Sprints enable predictability by ensuring that the Scrum Team inspects and adapts toward the Product Goal and Sprint Goal each Sprint:

  • Product Goal– The Product Goal describes a future state of the product which can serve as a target for the Scrum Team to plan against. The Product Goal is in the Product Backlog. The rest of the Product Backlog emerges to define “what” will fulfill the Product Goal. The Product Goal is the long-term objective for the Scrum Team. They must fulfill (or abandon) one objective before taking on the next.
  • Sprint Goal – The Sprint Goal is the single objective for the Sprint. Although the Sprint Goal is a commitment by the Developers, it provides flexibility in terms of the exact work needed to achieve it. The Sprint Goal also creates coherence and focus, encouraging the Scrum Team to work together rather than on separate initiatives.

Sprints should be one month in length or less. Shorter Sprints generate more learning cycles and limit risk to a smaller time frame. Each Sprint may be considered a short stretch of work.

Empiricism is the most important practice for you and your Scrum Team to embrace during the Sprint.
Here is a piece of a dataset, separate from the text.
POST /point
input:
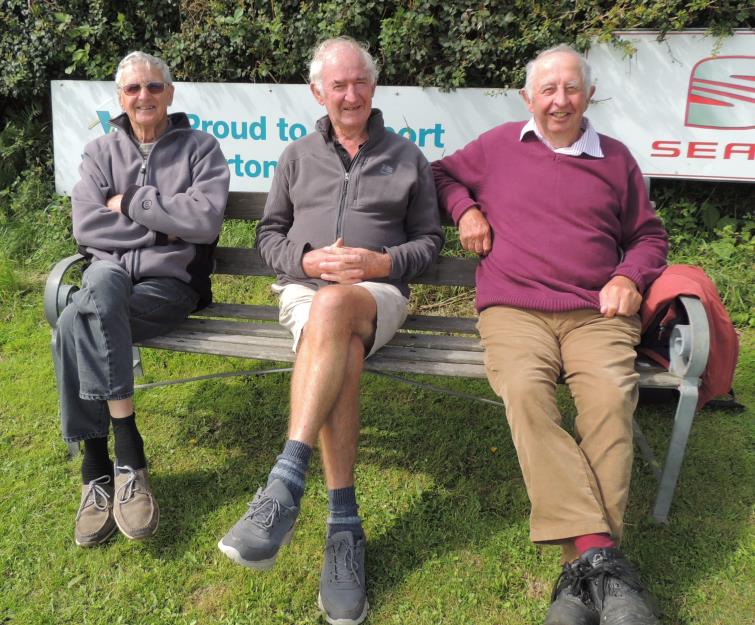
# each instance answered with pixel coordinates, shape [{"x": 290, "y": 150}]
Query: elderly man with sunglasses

There is a lot unknown in complex environments. By embracing empiricism your team will learn by doing and will continue to improve as you navigate complex work. Forward looking decisions can only be made by the Scrum Team based on what has already happened. Various practices exist to forecast progress, like burn-downs, burn-ups, or cumulative flows. While proven useful, these do not replace the importance of empiricism.